Update: Corker’s proposal includes switching to chained CPI, a new measure of inflation that most deficit-reduction proposals use but has had little support thus far in Congress. National Journal has a good primer out this morning on chained CPI, and why it helps — and why its effectiveness is the core of its controversy:
Here’s how the new metric would save money: Social Security, federal pensions, and military and veterans’ benefits are indexed to rise each year with inflation; so are tax brackets, exemptions, deductions, and credits. But experts say the consumer price index the government currently uses overstates how rising prices affect household spending.
The Bureau of Labor Statistics has come up with a more accurate measure, which accounts for consumers’ tendency to switch to cheaper categories of products when prices rise. Rather than looking at a fixed set of goods—as the standard formula does—the new measure looks at how the set of goods changes, and then “chains” two consecutive months of consumption data together.

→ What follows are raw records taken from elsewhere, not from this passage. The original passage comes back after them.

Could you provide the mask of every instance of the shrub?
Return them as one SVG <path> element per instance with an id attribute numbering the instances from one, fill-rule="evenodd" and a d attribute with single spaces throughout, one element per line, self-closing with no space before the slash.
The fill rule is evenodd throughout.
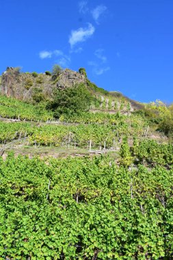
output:
<path id="1" fill-rule="evenodd" d="M 92 96 L 84 84 L 77 85 L 64 90 L 56 89 L 53 101 L 49 107 L 54 111 L 54 116 L 62 114 L 77 114 L 90 109 Z"/>
<path id="2" fill-rule="evenodd" d="M 51 73 L 50 71 L 45 71 L 45 74 L 47 76 L 51 76 Z"/>
<path id="3" fill-rule="evenodd" d="M 38 77 L 38 73 L 36 73 L 35 71 L 34 71 L 34 72 L 32 73 L 32 76 L 34 77 Z"/>
<path id="4" fill-rule="evenodd" d="M 33 100 L 36 103 L 40 103 L 44 99 L 44 96 L 42 93 L 42 90 L 40 88 L 34 88 L 33 90 Z"/>
<path id="5" fill-rule="evenodd" d="M 42 84 L 43 82 L 44 82 L 44 78 L 42 75 L 40 75 L 39 77 L 38 77 L 36 79 L 36 83 L 38 84 Z"/>
<path id="6" fill-rule="evenodd" d="M 87 77 L 87 74 L 86 74 L 86 70 L 85 70 L 85 68 L 80 68 L 79 69 L 79 73 L 80 74 L 82 74 L 83 75 L 85 75 L 85 77 Z"/>
<path id="7" fill-rule="evenodd" d="M 172 118 L 165 118 L 159 124 L 158 130 L 161 131 L 168 137 L 173 135 L 173 120 Z"/>
<path id="8" fill-rule="evenodd" d="M 59 75 L 62 71 L 62 67 L 58 64 L 55 64 L 53 67 L 53 70 L 52 70 L 53 80 L 55 80 Z"/>
<path id="9" fill-rule="evenodd" d="M 29 90 L 29 88 L 33 86 L 33 81 L 29 79 L 29 78 L 27 78 L 25 79 L 25 88 L 27 89 L 27 90 Z"/>

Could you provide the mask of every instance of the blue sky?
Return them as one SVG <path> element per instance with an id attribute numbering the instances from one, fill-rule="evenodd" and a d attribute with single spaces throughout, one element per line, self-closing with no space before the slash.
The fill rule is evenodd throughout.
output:
<path id="1" fill-rule="evenodd" d="M 0 73 L 59 64 L 108 90 L 173 102 L 172 0 L 1 0 Z"/>

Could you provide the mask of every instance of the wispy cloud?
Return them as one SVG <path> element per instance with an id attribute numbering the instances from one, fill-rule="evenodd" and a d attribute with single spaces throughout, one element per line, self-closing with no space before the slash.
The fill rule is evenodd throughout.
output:
<path id="1" fill-rule="evenodd" d="M 70 53 L 81 53 L 83 51 L 82 47 L 79 47 L 77 49 L 72 49 L 70 51 Z"/>
<path id="2" fill-rule="evenodd" d="M 71 48 L 78 42 L 85 42 L 92 36 L 94 31 L 95 28 L 91 23 L 88 23 L 88 27 L 80 27 L 77 30 L 72 30 L 69 37 L 69 43 Z"/>
<path id="3" fill-rule="evenodd" d="M 92 17 L 95 22 L 98 24 L 99 18 L 107 10 L 107 7 L 103 5 L 97 5 L 94 9 L 91 11 Z"/>
<path id="4" fill-rule="evenodd" d="M 42 60 L 56 57 L 56 62 L 62 67 L 68 66 L 70 63 L 70 56 L 65 55 L 61 50 L 42 51 L 40 52 L 39 57 Z"/>
<path id="5" fill-rule="evenodd" d="M 101 60 L 103 63 L 105 63 L 107 62 L 107 57 L 103 55 L 103 49 L 98 49 L 94 52 L 94 55 L 98 59 Z"/>
<path id="6" fill-rule="evenodd" d="M 97 57 L 96 61 L 88 62 L 88 65 L 92 67 L 93 73 L 96 75 L 101 75 L 110 70 L 110 67 L 107 65 L 107 57 L 103 54 L 103 49 L 98 49 L 94 52 L 94 55 Z"/>
<path id="7" fill-rule="evenodd" d="M 68 67 L 71 62 L 70 57 L 64 55 L 57 60 L 57 63 L 62 67 Z"/>
<path id="8" fill-rule="evenodd" d="M 85 14 L 88 10 L 88 8 L 87 7 L 88 2 L 87 1 L 81 1 L 78 3 L 79 11 L 81 14 Z"/>
<path id="9" fill-rule="evenodd" d="M 95 67 L 94 68 L 93 71 L 95 73 L 96 75 L 101 75 L 104 73 L 110 70 L 109 67 L 106 67 L 106 68 L 97 68 Z"/>
<path id="10" fill-rule="evenodd" d="M 42 51 L 39 53 L 40 59 L 46 59 L 52 57 L 52 51 Z"/>

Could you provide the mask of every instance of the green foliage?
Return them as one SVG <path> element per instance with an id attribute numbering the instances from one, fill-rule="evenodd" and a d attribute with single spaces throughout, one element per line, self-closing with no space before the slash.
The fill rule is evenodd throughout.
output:
<path id="1" fill-rule="evenodd" d="M 124 167 L 130 166 L 133 161 L 133 158 L 131 153 L 130 146 L 128 144 L 127 137 L 124 137 L 122 140 L 120 155 L 121 157 L 120 164 Z"/>
<path id="2" fill-rule="evenodd" d="M 51 76 L 51 73 L 50 71 L 48 71 L 48 70 L 45 71 L 45 74 L 47 76 Z"/>
<path id="3" fill-rule="evenodd" d="M 104 90 L 103 88 L 98 88 L 96 84 L 92 83 L 88 79 L 86 79 L 87 87 L 89 90 L 94 91 L 94 92 L 98 92 L 105 95 L 109 94 L 109 92 Z"/>
<path id="4" fill-rule="evenodd" d="M 20 118 L 28 120 L 53 119 L 53 113 L 45 108 L 28 104 L 12 98 L 0 95 L 0 116 L 9 118 Z"/>
<path id="5" fill-rule="evenodd" d="M 53 66 L 53 70 L 52 70 L 52 73 L 51 73 L 53 80 L 55 80 L 56 78 L 58 76 L 59 76 L 59 75 L 62 72 L 62 67 L 58 64 L 55 64 Z"/>
<path id="6" fill-rule="evenodd" d="M 27 90 L 29 90 L 29 88 L 33 86 L 33 81 L 31 79 L 27 78 L 25 81 L 25 88 Z"/>
<path id="7" fill-rule="evenodd" d="M 48 107 L 55 112 L 55 117 L 59 117 L 62 113 L 70 114 L 87 111 L 92 101 L 92 96 L 83 84 L 63 90 L 56 89 L 53 99 Z"/>
<path id="8" fill-rule="evenodd" d="M 39 75 L 36 79 L 36 83 L 38 84 L 42 84 L 44 82 L 44 77 L 42 75 Z"/>
<path id="9" fill-rule="evenodd" d="M 38 88 L 34 88 L 33 89 L 32 98 L 33 100 L 36 103 L 40 103 L 45 100 L 45 96 L 42 93 L 42 90 Z"/>
<path id="10" fill-rule="evenodd" d="M 35 71 L 33 72 L 31 74 L 32 74 L 32 76 L 34 77 L 38 77 L 38 74 L 37 73 L 36 73 Z"/>
<path id="11" fill-rule="evenodd" d="M 83 75 L 85 77 L 87 77 L 87 73 L 86 73 L 86 70 L 85 70 L 85 68 L 80 68 L 79 69 L 79 73 L 80 74 Z"/>
<path id="12" fill-rule="evenodd" d="M 0 142 L 7 142 L 18 137 L 24 138 L 33 133 L 34 129 L 28 122 L 6 123 L 0 121 Z"/>
<path id="13" fill-rule="evenodd" d="M 111 99 L 109 99 L 109 101 L 108 101 L 108 109 L 112 109 L 112 106 L 111 106 Z"/>
<path id="14" fill-rule="evenodd" d="M 10 154 L 0 179 L 2 259 L 172 259 L 172 170 Z"/>
<path id="15" fill-rule="evenodd" d="M 163 132 L 168 137 L 173 135 L 173 120 L 172 118 L 165 118 L 159 125 L 158 130 Z"/>

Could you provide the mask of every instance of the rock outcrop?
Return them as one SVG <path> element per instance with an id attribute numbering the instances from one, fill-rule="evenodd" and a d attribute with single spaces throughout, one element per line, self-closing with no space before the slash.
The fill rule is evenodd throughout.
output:
<path id="1" fill-rule="evenodd" d="M 34 99 L 51 99 L 53 89 L 64 89 L 77 84 L 85 83 L 83 75 L 66 69 L 55 80 L 45 74 L 20 73 L 17 68 L 8 67 L 2 74 L 1 94 L 26 101 Z"/>

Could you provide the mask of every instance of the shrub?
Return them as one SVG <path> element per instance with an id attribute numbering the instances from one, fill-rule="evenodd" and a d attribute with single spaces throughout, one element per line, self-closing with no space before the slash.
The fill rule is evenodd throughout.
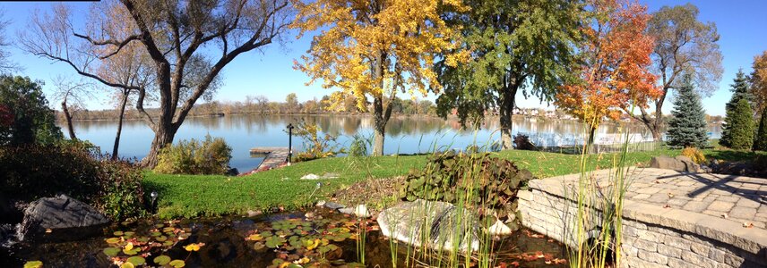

The chained CPI rises a little more slowly than the current measure. So if the chained CPI were used to calculate cost-of-living increases, it would mean smaller increases to Social Security checks each year. If the chained CPI were applied to the tax code, it would move taxpayers into higher tax brackets faster.
Opponents of the chained CPI say that it would unnecessarily cut Social Security and other benefit programs, burden the oldest and sickest Americans, and hit almost everyone with a tax increase. The deficit-reduction plans floating around Washington—such as the Simpson-Bowles plan—recommend that a switch to chained CPI involves additional protections for the most-vulnerable beneficiaries.
As one person at the end of the article notes with some despair, if we can’t even agree to lower the rate at which entitlement benefits increase, then how are we going to agree to the cuts necessary to solve the deficit crisis?